When FIIs sold aggressively, on most occasions it would have been a good time to buy. But, only when valuations are reasonable
For the past 22 years, the main players in the Indian markets have been Foreign Institutional Investors (FIIs). They have collectively put in hundreds of billions of dollars in India. When they sell aggressively, the market goes down. Their selling has been severe over late August. A possible slowdown in China hurt investor sentiment world over, resulting in a huge sell-off in equities across the world.
On just one day (24 August 2015) FIIs sold Rs5,142 crore worth of shares. For the month, as much as Rs9,140 crore has been withdrawn by FIIs.
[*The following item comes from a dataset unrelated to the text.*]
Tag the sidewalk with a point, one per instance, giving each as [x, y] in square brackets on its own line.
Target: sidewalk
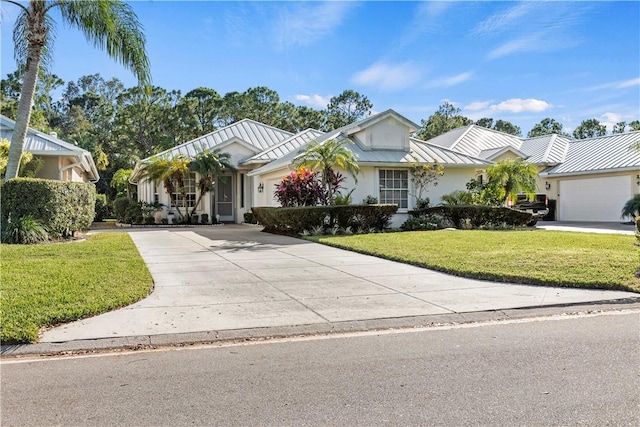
[235, 277]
This has been the highest outflow since June 2013, when Rs9,300 crore was withdrawn from Indian equities. If buying by FIIs signals good times for the market, surely means selling by FIIs would mean bad times ahead?
“Periods like now where FIIs are selling aggressively are the best times for long-term investing,” suggested Sankaran Naren, chief investment officer, ICICI Prudential Mutual Fund. Moneylife decided to take a look at what happens when FIIs sold aggressively in the past 15 years. We did a simple adjustment: the net inflows and outflows of FIIs in the past years are adjusted to today’s prices, assuming an inflation rate of 7%.
There were 17 occasions when FII outflows were greater than Rs7,000 crore in a single month. Had you invested in any of these months your average return would be 14% over one year and 16% annualised over two years. In the 14 three-year periods after an outflow of Rs7,000 crore, there was not a single period of negative return and an investor would have gained an average return of 11% annualised. But average returns is not what you should focus on.
Taking the market valuations at the time into perspective, the best forward returns have come at a time when the Sensex trailing price-to-earnings was under 20. In October 2008, when FIIs sold as much as Rs22,000 crore, the Sensex PE fell to a low of 12 times. The forward returns were spectacular: 62% over one-year, 22% annualised over three years, and 15% annualised till date.
However, a few months earlier in November 2007, when FIIs sold over Rs7,000 crore, the market PE was as high as 26 times. Investors who jumped in at that time would have been disappointed. The Sensex was reduced to half its value a year later and returned a mere 4% annualised till date. Similarly, in six out of the seven occasions when the Sensex PE was above or equal to 20 times, the returns were negative over a year. Poor returns were seen even over the three year periods. The Sensex delivered single digit annualised returns in all the seven periods when the PE was 20 times or more.
On 24th August, when the market crashed by over 5%, the Sensex PE fell to 20.37 times from around 22 times a week earlier. Now, after the markets have regained some confidence, the Sensex trailing PE increased to 21 times as on 27th August. Going by the limited history of the past 10 years, this may not seem as attractive a time to invest.
In short, investing because FIIs have sold aggressively and expecting the market to deliver good returns may lead to disappointment, especially when valuations are high. Aggressive FII selling gives an opportunity to invest and accumulate, but don’t base your investments solely on FII buying or selling. Those investing for long term goals should continue to invest regularly and look for such buying opportunities, because over the long-term, the market would move higher.
Years ago, ace investor Warren Buffett wrote: “A simple rule dictates my buying: Be fearful when others are greedy, and be greedy when others are fearful.” Wide-spread fear seems to have struck once again, though not as severe. It’s time to accumulate good stocks. As Buffet wrote further in his article, “Let me be clear on one point: I can’t predict the short-term movements of the stock market. I haven’t the faintest idea as to whether stocks will be higher or lower a month — or a year — from now. What is likely, however, is that the market will move higher, perhaps substantially so, well before either sentiment or the economy turns up.”